Spherical coordinates to cartesian coordinates.

Question

I want to find out the distance between the centers of $2$ circles. Say, circle $1$ $(\theta,\phi)$ circle $2$ $(\theta,\phi)$

The radius of this circle is found using $d\tan(\theta)$ where $d$ is the range (different from radius)

$$cd=\sqrt{(x_1-x_2)^2 + (y_1-y_2)^2 + (z_1-z_2)^2}$$ is the formula I'm going to use to find out the distance between the $2$ points.

But can anyone help me in defining $x$, $y$ and $z$?

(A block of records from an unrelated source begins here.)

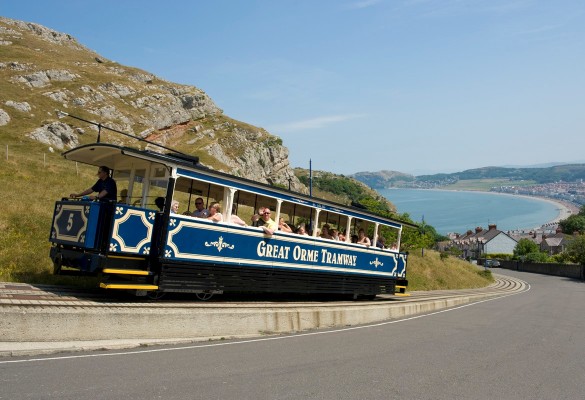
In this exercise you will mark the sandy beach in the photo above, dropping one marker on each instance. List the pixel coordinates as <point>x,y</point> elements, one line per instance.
<point>564,208</point>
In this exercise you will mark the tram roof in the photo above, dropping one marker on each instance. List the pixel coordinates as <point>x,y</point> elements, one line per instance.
<point>120,157</point>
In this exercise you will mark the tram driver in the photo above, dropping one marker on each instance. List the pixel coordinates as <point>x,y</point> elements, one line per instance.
<point>105,187</point>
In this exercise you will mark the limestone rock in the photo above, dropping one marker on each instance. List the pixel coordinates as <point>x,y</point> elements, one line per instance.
<point>56,134</point>
<point>24,106</point>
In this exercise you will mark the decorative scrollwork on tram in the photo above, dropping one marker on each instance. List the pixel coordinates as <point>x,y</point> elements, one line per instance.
<point>220,244</point>
<point>377,263</point>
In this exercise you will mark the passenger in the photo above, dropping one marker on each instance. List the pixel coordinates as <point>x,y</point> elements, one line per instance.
<point>214,213</point>
<point>363,239</point>
<point>270,226</point>
<point>200,211</point>
<point>105,187</point>
<point>283,226</point>
<point>235,219</point>
<point>380,242</point>
<point>335,234</point>
<point>325,232</point>
<point>160,203</point>
<point>123,196</point>
<point>302,230</point>
<point>257,218</point>
<point>174,207</point>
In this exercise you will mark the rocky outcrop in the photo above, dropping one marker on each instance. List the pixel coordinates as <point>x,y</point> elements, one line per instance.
<point>56,134</point>
<point>125,99</point>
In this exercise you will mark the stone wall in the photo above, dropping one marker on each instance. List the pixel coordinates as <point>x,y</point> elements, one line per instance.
<point>574,271</point>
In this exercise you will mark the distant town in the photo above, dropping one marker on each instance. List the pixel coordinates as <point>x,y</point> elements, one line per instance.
<point>572,192</point>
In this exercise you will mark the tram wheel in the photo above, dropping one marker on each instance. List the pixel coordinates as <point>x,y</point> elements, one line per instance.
<point>156,295</point>
<point>57,264</point>
<point>204,296</point>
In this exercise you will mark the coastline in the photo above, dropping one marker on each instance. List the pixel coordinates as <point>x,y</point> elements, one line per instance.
<point>566,209</point>
<point>563,208</point>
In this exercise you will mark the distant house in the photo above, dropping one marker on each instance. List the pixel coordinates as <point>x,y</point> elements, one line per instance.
<point>498,242</point>
<point>555,244</point>
<point>483,242</point>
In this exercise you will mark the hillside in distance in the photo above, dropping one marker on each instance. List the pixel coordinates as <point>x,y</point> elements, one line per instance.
<point>557,173</point>
<point>42,70</point>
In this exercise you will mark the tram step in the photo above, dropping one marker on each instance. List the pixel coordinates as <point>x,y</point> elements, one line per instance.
<point>128,285</point>
<point>121,271</point>
<point>400,291</point>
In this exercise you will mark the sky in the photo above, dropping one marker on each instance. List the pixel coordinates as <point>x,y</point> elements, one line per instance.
<point>416,86</point>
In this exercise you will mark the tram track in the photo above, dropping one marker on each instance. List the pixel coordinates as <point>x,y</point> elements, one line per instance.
<point>26,295</point>
<point>41,319</point>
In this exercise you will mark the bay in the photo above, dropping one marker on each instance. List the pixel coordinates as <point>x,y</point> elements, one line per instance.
<point>458,211</point>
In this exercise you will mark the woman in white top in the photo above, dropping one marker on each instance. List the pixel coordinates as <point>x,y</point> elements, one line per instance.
<point>214,214</point>
<point>363,239</point>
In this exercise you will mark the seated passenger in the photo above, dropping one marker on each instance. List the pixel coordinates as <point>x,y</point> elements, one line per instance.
<point>160,203</point>
<point>174,207</point>
<point>363,239</point>
<point>270,226</point>
<point>325,232</point>
<point>302,230</point>
<point>283,226</point>
<point>214,213</point>
<point>257,218</point>
<point>380,242</point>
<point>235,219</point>
<point>334,234</point>
<point>200,211</point>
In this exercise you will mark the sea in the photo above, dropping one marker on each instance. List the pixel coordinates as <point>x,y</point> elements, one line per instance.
<point>450,211</point>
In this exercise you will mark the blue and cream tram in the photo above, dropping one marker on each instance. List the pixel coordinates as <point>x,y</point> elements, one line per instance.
<point>131,244</point>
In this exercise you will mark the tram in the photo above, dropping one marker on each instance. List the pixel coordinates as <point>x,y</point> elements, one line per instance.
<point>131,244</point>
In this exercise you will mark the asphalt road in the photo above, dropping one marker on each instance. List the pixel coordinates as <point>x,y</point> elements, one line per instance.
<point>525,346</point>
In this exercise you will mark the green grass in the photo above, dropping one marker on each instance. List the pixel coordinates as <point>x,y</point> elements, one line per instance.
<point>430,272</point>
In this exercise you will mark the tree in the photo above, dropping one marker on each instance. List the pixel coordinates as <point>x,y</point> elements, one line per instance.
<point>524,247</point>
<point>576,249</point>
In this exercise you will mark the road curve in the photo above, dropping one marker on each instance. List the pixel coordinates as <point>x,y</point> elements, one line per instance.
<point>46,319</point>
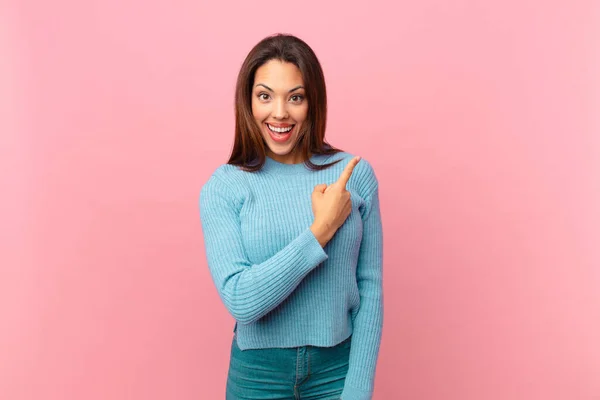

I know to convert it to Cartesian coordinates if say the points are $(r,\theta)$ where $r$ is the radius [$2$ dimensional]

cd is a euclidean distance between the centre of circle#1 (formed due to angles az(t,n),el(t,n) in space from transmitter t, at trial n and distance d away from origin) and circle#2 (formed due to angles az(r,n),el(r,n) in space from receiver r, at trial n and distance d away from origin)

Answer 1

In spherical coordinates, and generally in $\mathbb R^3$, it takes three coordinates to specify a point. If you only have $\phi, \theta$ you have a ray from the origin. You need the distance from the origin to get a point. Then, given $(r,\theta,\phi)$ for each point you can convert to Cartesian coordinates with $x=r \sin \theta \cos \phi, y=\sin \theta \sin \phi, z=r \cos \theta$

Added, based on your comment: The easiest is to erect a coordinate system at each transmitter. From transmitter 1, you know the point is at $(r_1,\theta_1,\phi_1)$, which you can convert to $(x_1,y_1,z_1)$. Then from transmitter 2, you know the vector is $(r'_2,\theta'_2,\phi'_2)$ where the primes indicate that the coordinate system is centered on transmitter 2. Hopefully your axes are aligned, that makes it easier. Convert this to $(x'_2,y'_2,z'_2)$, still referenced to transmitter 2. Then if transmitter 2 is at $(t2_x,t2_y,t2_z)$ in the transmitter 1 frame, the second point is at $(x'2+t2_x,y'_2+t2_y,z'_2+t2_z)$. Now you can use the usual Cartesian distance function.